Under the terms of the agreement, MorphoSys will receive an upfront payment of $750 million and, in addition, Incyte will make an equity investment into MorphoSys of $150 million in new American Depositary Shares of MorphoSys at a premium to the share price at signing of the agreement. Depending on the achievement of certain developmental, regulatory and commercial milestones, MorphoSys will be eligible to receive milestone payments amounting to up to $1.1 billion. MorphoSys will also receive tiered royalties on net sales of tafasitamab outside of the United Sates in a mid-teens to mid-twenties percentage range of net sales.
“Bringing together Incyte’s expertise and MorphoSys’ commitment to innovation will allow us to make tafasitamab widely available to patients with cancer, upon approval,” said Hervé Hoppenot, CEO of Incyte. “We look forward to collaborating closely with the team at MorphoSys and adding tafasitamab to our portfolio of oncology candidates as part of our commitment to bringing new, advanced treatment options to patients and the clinical community around the world.”
Both parties have agreed to co-develop tafasitamab broadly in relapsed/refractory diffuse large B cell lymphoma (r/r DLBCL), frontline DLBCL and additional indications beyond DLBCL, such as follicular lymphoma (FL), marginal zone lymphoma (MZL) and chronic lymphocytic leukemia (CLL).
Incyte will be responsible for initiating a combination study of its investigational PI3K-delta inhibitor parsaclisib and tafasitamab in r/r B cell malignancies. Further, Incyte will be responsible for leading any potential registration-enabling studies in CLL and a Phase 3 trial in r/r FL/MZL. MorphoSys will continue to be responsible for its currently ongoing clinical trials of tafasitamab in non-Hodgkin lymphoma, CLL, r/r DLBCL and frontline DLBCL. The parties will share responsibility in starting additional global trials, and Incyte intends to pursue development in additional territories including Japan and China.
MorphoSys recently submitted a Biologics License Application to the U.S. Food and Drug Administration for tafasitamab in combination with lenalidomide for the treatment of r/r DLBCL, and the FDA decision regarding a potential approval is expected by the middle of this year. The submission of a Marketing Authorization Application to the European Medicines Agency in r/r DLBCL is planned for mid-2020.

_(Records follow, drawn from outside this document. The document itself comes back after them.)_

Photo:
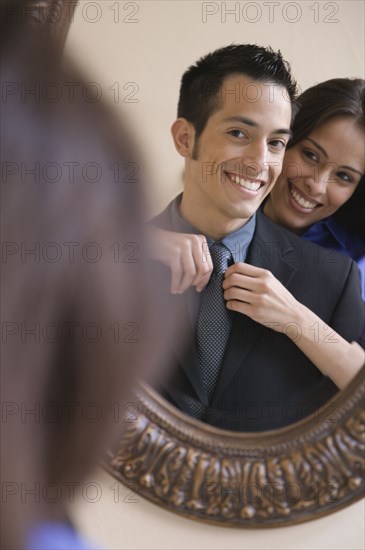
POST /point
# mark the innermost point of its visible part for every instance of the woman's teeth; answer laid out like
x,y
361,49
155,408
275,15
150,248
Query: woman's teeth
x,y
247,184
300,200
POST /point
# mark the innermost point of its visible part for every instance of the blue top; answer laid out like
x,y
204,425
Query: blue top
x,y
330,234
52,535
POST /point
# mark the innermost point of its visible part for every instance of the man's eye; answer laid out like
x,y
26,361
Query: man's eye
x,y
278,144
310,155
237,133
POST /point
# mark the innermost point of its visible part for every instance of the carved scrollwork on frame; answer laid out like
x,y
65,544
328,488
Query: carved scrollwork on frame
x,y
274,478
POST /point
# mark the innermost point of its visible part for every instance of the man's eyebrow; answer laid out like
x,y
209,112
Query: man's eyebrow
x,y
326,155
250,122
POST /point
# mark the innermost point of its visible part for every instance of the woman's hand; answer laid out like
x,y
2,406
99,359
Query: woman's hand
x,y
256,293
187,255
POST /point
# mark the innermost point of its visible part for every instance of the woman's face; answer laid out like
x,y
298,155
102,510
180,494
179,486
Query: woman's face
x,y
319,175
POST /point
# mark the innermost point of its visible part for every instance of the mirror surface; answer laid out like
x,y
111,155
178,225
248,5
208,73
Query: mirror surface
x,y
139,50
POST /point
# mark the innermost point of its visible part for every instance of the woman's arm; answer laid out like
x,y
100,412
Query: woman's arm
x,y
257,293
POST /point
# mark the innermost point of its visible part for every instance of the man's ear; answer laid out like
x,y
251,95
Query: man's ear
x,y
183,134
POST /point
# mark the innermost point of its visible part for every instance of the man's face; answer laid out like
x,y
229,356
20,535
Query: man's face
x,y
239,155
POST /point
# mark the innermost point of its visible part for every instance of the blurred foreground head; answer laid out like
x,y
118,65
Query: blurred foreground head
x,y
77,292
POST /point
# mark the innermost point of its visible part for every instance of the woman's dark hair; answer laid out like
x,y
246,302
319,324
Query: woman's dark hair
x,y
338,97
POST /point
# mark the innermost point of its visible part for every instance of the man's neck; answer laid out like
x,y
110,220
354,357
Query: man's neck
x,y
214,227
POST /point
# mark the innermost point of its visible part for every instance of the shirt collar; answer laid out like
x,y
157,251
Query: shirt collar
x,y
236,242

Via the online publication Vantage, Jacob Plieth of pharma anlaysis firm Evaluate wrote, “It’s probably fair to say that biotech investors hungry for deals at the start of this week’s JP Morgan healthcare jamboree were expecting something bigger than Lilly’s buyout of Dermira and the licensing deal Incyte struck today for Morphosys’ tafasitamab, [but the MorphoSys-Incyte] deal is not to be sniffed at. It represents the joint fifth-biggest single-project licensing transaction by up-front value—$750m—of recent times, and is an amazingly strong endorsement of an asset that still has a lot left to prove.”
FierceBiotech writer Nick Paul Taylor echoed some of those sentiments by noting, “The range of therapeutic and geographic opportunities—Incyte highlighted China and Japan as new markets it wants to target—creates the potential for tafasitamab to be a significant product. For that to happen, tafasitamab needs to back up the promise it has shown to date with impressive data in studies with control arms.”